Что же это за форма, удерживающая жизнь, которой пользуется Рабле? Эта форма – карнавал, который в свою очередь – «только наиболее дошедший до нас кусочек грандиозного, очень сложного и интересного мира – народно-праздничной культуры»[37]. Роман Рабле в концепции Бахтина предстает в качестве как бы живого фрагмента этого карнавального мира, явившегося на страницы книги во всей его непосредственности, как бы помимо творческого сознания автора и его вполне конкретного писательского замысла. Рабле выступает при этом как пассивный медиум карнавальной стихии: «последнее слово самого Рабле – это <…> народное слово»[38]. Рабле же как автор не имеет ни своего лица, ни голоса; в этом он – коренной антипод личностно-экзистенциального «автора» книги о Достоевском. Соответственно в книге о Рабле отсутствует коррелят «автора» – «герой»: его место занимает «смеющийся народный хор на площади». Ясно, что и отношения между этим безликим «автором» и коллективным «героем» не имеют личностного характера: налицо одержание «автора» духом народной толпы. Личность в этой философии оказывается растворенной в стихии возбужденной человеческой массы, имя которой – карнавал.

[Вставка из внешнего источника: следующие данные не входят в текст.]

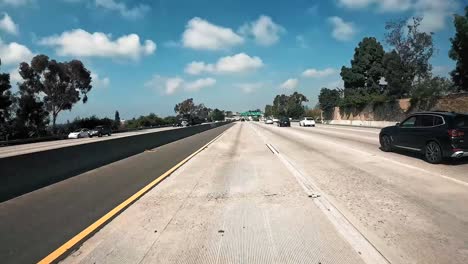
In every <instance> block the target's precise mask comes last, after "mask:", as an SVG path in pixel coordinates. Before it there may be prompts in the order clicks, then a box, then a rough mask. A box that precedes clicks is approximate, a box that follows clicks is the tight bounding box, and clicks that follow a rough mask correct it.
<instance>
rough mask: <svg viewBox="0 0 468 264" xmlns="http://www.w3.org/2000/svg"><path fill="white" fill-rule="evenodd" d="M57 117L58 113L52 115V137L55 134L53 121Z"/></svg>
mask: <svg viewBox="0 0 468 264" xmlns="http://www.w3.org/2000/svg"><path fill="white" fill-rule="evenodd" d="M57 115H58V113H52V133H53V134H54V135H56V134H57V131H56V127H55V121H57Z"/></svg>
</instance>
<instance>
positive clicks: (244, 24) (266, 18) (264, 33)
mask: <svg viewBox="0 0 468 264" xmlns="http://www.w3.org/2000/svg"><path fill="white" fill-rule="evenodd" d="M239 32H240V33H241V34H243V35H247V36H253V37H254V39H255V42H257V43H258V44H259V45H263V46H270V45H273V44H275V43H276V42H278V40H279V38H280V35H281V34H283V33H285V32H286V30H285V29H284V28H283V27H282V26H280V25H278V24H276V23H275V22H273V20H272V19H271V17H269V16H265V15H261V16H260V17H259V18H258V19H257V20H256V21H254V22H251V23H248V24H244V25H243V26H242V27H241V28H240V29H239Z"/></svg>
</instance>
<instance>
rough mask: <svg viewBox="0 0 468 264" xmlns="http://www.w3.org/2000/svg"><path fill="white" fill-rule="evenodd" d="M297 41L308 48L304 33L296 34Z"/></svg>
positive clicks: (303, 47)
mask: <svg viewBox="0 0 468 264" xmlns="http://www.w3.org/2000/svg"><path fill="white" fill-rule="evenodd" d="M296 42H297V45H298V46H299V47H301V48H303V49H305V48H308V47H309V45H308V44H307V42H306V41H305V38H304V36H303V35H297V36H296Z"/></svg>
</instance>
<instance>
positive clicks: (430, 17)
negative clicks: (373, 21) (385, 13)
mask: <svg viewBox="0 0 468 264" xmlns="http://www.w3.org/2000/svg"><path fill="white" fill-rule="evenodd" d="M338 2H339V4H340V5H341V6H344V7H347V8H353V9H361V8H369V7H374V6H375V7H376V8H377V10H378V11H379V12H406V11H412V12H413V15H414V16H423V17H424V19H423V21H422V22H421V30H423V31H426V32H436V31H439V30H442V29H444V28H445V26H446V24H447V20H448V18H450V17H451V16H452V14H453V13H454V12H455V10H457V8H458V6H459V2H458V1H457V0H339V1H338Z"/></svg>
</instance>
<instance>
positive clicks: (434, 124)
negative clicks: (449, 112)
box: [434, 116, 444, 126]
mask: <svg viewBox="0 0 468 264" xmlns="http://www.w3.org/2000/svg"><path fill="white" fill-rule="evenodd" d="M443 124H444V119H443V118H442V117H440V116H434V126H440V125H443Z"/></svg>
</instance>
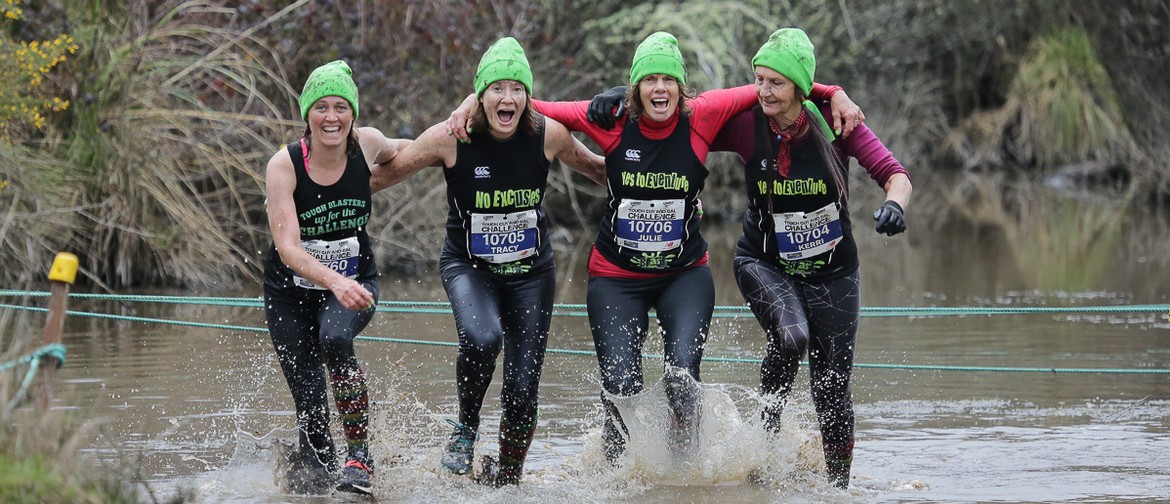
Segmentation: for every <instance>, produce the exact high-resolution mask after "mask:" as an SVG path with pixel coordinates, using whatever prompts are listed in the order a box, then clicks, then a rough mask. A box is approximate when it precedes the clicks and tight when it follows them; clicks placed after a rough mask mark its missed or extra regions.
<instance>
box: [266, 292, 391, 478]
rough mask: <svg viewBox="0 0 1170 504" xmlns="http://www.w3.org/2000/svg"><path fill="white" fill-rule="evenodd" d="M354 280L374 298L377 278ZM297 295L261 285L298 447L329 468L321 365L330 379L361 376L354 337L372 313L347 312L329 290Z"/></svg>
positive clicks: (326, 425)
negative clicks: (299, 446)
mask: <svg viewBox="0 0 1170 504" xmlns="http://www.w3.org/2000/svg"><path fill="white" fill-rule="evenodd" d="M359 283H362V285H363V286H365V288H366V289H367V290H369V291H370V294H372V295H373V298H374V302H377V299H378V284H377V282H373V281H363V282H359ZM298 294H302V295H304V296H300V297H291V296H287V295H284V294H282V292H280V291H274V290H271V289H267V288H266V289H264V305H266V306H267V310H266V312H264V315H266V318H267V322H268V332H269V334H270V336H271V338H273V347H274V348H276V357H277V358H278V359H280V361H281V371H283V372H284V380H285V381H288V385H289V391H290V392H292V402H294V403H295V405H296V417H297V428H298V430H300V433H301V434H300V437H301V447H302V449H303V448H304V447H311V448H312V449H314V450H315V451H316V454H317V457H318V460H319V461H322V462H324V463H326V467H333V462H335V461H336V457H337V455H336V451H335V449H333V441H332V437H330V434H329V415H330V408H329V396H328V395H326V389H328V388H329V382H328V378H326V377H325V371H324V370H323V368H322V365H324V366H325V367H328V368H329V372H330V374H332V375H335V377H359V375H362V374H363V373H362V366H360V365H359V364H358V359H357V357H356V355H355V354H353V338H355V337H357V336H358V333H359V332H362V330H363V329H365V326H366V325H367V324H370V320H371V319H373V315H374V311H373V310H360V311H353V310H347V309H346V308H345V306H343V305H342V304H340V303H339V302H338V301H337V298H336V297H335V296H333V295H332V292H330V291H328V290H323V291H319V294H318V291H311V292H309V291H304V292H298Z"/></svg>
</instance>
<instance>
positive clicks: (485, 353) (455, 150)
mask: <svg viewBox="0 0 1170 504" xmlns="http://www.w3.org/2000/svg"><path fill="white" fill-rule="evenodd" d="M531 94H532V71H531V69H530V68H529V64H528V58H526V57H525V55H524V49H522V48H521V46H519V43H518V42H516V40H515V39H512V37H504V39H500V40H498V41H496V42H495V43H494V44H491V47H489V48H488V50H487V51H486V53H484V54H483V57H482V58H481V60H480V65H479V69H477V71H476V74H475V98H476V103H477V105H476V106H477V109H479V113H477V115H476V122H475V123H474V124H473V125H472V130H473V131H474V132H475V133H474V134H472V136H470V140H472V141H469V143H461V141H457V140H456V138H455V137H454V136H452V134H450V133H448V132H446V126H445V125H443V124H436V125H434V126H432V127H429V129H428V130H427V131H426V132H424V133H422V134H421V136H420V137H419V138H418V139H417V140H415V141H414V144H412V145H411V146H408V147H406V149H404V150H402V152H401V153H400V154H399V156H398V157H397V158H394V160H393V163H392V164H391V170H392V171H393V172H394V173H398V174H400V175H402V177H405V175H408V174H411V173H414V172H417V171H418V170H420V168H422V167H424V166H433V165H442V166H443V167H445V170H443V175H445V178H446V180H447V202H448V213H447V239H446V242H445V243H443V249H442V255H441V257H440V268H441V271H442V283H443V289H446V291H447V297H448V298H449V299H450V304H452V311H453V313H454V316H455V326H456V329H457V331H459V360H457V361H456V366H455V378H456V381H455V387H456V391H457V393H459V422H457V423H455V422H453V423H454V427H455V428H454V431H453V433H452V435H450V441H449V442H448V444H447V451H446V453H445V454H443V456H442V461H441V463H442V465H443V468H446V469H447V470H448V471H450V472H454V474H457V475H466V474H469V472H470V471H472V460H473V450H474V444H475V440H476V435H477V431H479V427H480V409H481V407H482V406H483V398H484V395H486V394H487V392H488V386H489V385H490V384H491V375H493V373H494V372H495V368H496V357H497V355H498V354H500V351H501V347H503V352H504V372H503V391H502V393H501V402H502V405H503V414H502V415H501V419H500V461H498V464H497V465H494V467H493V468H489V469H486V470H484V471H482V472H483V474H482V475H481V477H480V481H481V482H482V483H488V484H493V485H497V486H498V485H504V484H516V483H518V482H519V477H521V474H522V471H523V464H524V457H525V456H526V454H528V448H529V446H530V444H531V442H532V435H534V433H535V430H536V423H537V405H538V398H537V392H538V391H537V389H538V385H539V381H541V371H542V368H543V365H544V350H545V346H546V344H548V338H549V325H550V323H551V320H552V301H553V297H555V296H556V291H557V290H556V271H555V264H553V261H552V248H551V246H550V243H549V233H548V219H546V218H545V213H544V207H543V201H544V195H545V192H546V186H548V184H546V181H548V177H549V166H550V164H551V163H552V158H560V160H562V161H564V163H567V164H569V165H570V166H571V167H572V168H573V170H577V171H578V172H581V173H584V174H585V175H587V177H590V178H591V179H593V180H594V181H597V182H598V184H601V182H603V181H604V180H605V179H604V177H605V174H604V171H605V163H604V160H603V159H601V157H600V156H597V154H593V153H592V152H590V151H589V150H587V149H586V147H585V146H584V145H583V144H581V143H580V141H577V140H576V139H574V138H573V137H572V136H571V134H570V133H569V130H566V129H565V126H563V125H560V123H557V122H556V120H552V119H548V118H545V117H543V116H539V115H538V113H536V111H535V110H534V109H532V105H531V98H530V97H531Z"/></svg>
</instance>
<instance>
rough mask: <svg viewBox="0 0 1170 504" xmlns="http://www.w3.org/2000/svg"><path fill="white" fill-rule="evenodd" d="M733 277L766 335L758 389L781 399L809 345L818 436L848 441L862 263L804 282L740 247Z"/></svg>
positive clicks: (848, 438)
mask: <svg viewBox="0 0 1170 504" xmlns="http://www.w3.org/2000/svg"><path fill="white" fill-rule="evenodd" d="M735 279H736V283H737V284H738V285H739V292H742V294H743V297H744V299H746V301H748V304H749V305H750V306H751V311H752V313H755V315H756V319H757V320H759V324H761V325H762V326H763V327H764V331H765V333H766V336H768V352H766V354H765V355H764V364H763V365H762V366H761V370H759V379H761V388H762V389H763V392H764V393H765V394H778V396H779V398H780V406H783V402H784V401H785V400H786V399H787V395H789V392H791V391H792V382H793V381H794V380H796V377H797V371H799V368H800V358H801V357H804V353H805V351H807V352H808V372H810V377H811V380H810V381H811V386H812V399H813V405H814V406H815V408H817V420H818V421H819V422H820V431H821V436H823V437H824V441H825V443H831V444H846V443H849V442H852V440H853V398H852V388H851V382H849V380H851V377H852V374H853V351H854V345H855V344H856V338H858V318H859V316H860V312H861V275H860V271H853V272H852V274H849V275H846V276H844V277H841V278H837V279H831V281H827V282H820V283H817V282H806V281H803V279H799V278H794V277H792V276H790V275H787V274H785V272H784V271H783V270H780V269H779V267H776V265H772V264H770V263H768V262H765V261H761V260H758V258H756V257H750V256H742V255H737V256H736V257H735Z"/></svg>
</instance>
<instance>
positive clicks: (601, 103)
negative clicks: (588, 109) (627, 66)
mask: <svg viewBox="0 0 1170 504" xmlns="http://www.w3.org/2000/svg"><path fill="white" fill-rule="evenodd" d="M625 113H626V87H625V85H619V87H617V88H610V89H608V90H606V91H601V92H600V94H598V95H596V96H593V99H591V101H590V102H589V112H586V115H585V118H586V119H589V122H590V123H593V124H597V125H598V126H600V127H601V129H603V130H612V129H613V126H614V119H617V118H619V117H621V116H622V115H625Z"/></svg>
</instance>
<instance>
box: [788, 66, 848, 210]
mask: <svg viewBox="0 0 1170 504" xmlns="http://www.w3.org/2000/svg"><path fill="white" fill-rule="evenodd" d="M796 92H797V99H799V101H800V103H801V104H803V103H804V102H805V99H807V98H806V97H805V94H804V91H801V90H800V89H799V88H797V89H796ZM800 106H805V105H800ZM811 106H817V104H815V103H813V104H811ZM804 113H807V115H808V119H810V120H808V132H810V133H812V140H813V141H814V143H815V145H817V152H818V153H820V157H821V158H823V159H824V160H825V164H826V165H827V166H828V173H830V174H832V175H833V185H835V186H837V194H838V196H840V198H841V201H842V202H848V201H849V186H847V185H846V184H845V182H846V174H845V165H844V164H842V163H841V158H838V157H837V150H834V149H833V139H832V138H828V137H826V136H825V130H824V129H823V127H820V124H817V123H819V120H817V115H815V113H813V112H812V111H811V110H805V111H804Z"/></svg>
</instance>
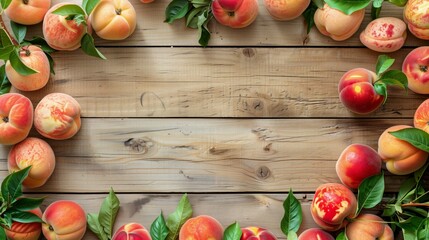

Нет ли здесь, действительно, торжества ницшеанской витальности, как утверждает в упомянутой выше работе Б. Гройс? Во всяком случае, если на предшествующей стадии бахтинской философской «идеи» с «бытием» связывался «диалог», то в 1930-е годы в трудах Бахтина происходит постепенное вырождение «диалога» (что мы видели уже в связи с теорией романного слова) и, наконец, трансформация «диалога» в «карнавал».

Итак, книга Бахтина о романе Рабле на самом деле есть книга о карнавале, ставшем в 1930-е годы для русского мыслителя явлением самого подлинного человеческого бытия. Карнавал – это неофициальное, демократическое дополнение к господствующей культуре, осуществляющее релятивизацию официальных ценностей через их комическое снижение («веселая относительность»). На первый план в карнавале выступает неизбывная, по Бахтину, правда жизни, соотнесенная с телесным человеческим и мировым началом. Иерархическая ценностная система претерпевает обращение: в карнавальном мироощущении онтологические «верх» и «низ» меняются местами. Карнавальная стихия не имеет своего собственного внутреннего содержания. Она привязана к «высокой» культуре в том смысле, что живет за счет пародирования ее духовных основ, стремясь к их упразднению. В пределе своей тенденции средневековый и возрожденский карнавал предстает «веселой преисподней»; Бахтин весьма точно характеризует настоящее духовное существо карнавала, являющегося антиподом христианской культуры. Именно по причине ориентации на этот последний момент, несмотря на всю крайнюю рискованность бахтинской книги, она в конце концов была принята советским официозом от науки. В главном Бахтин действительно не расходился со своим временем.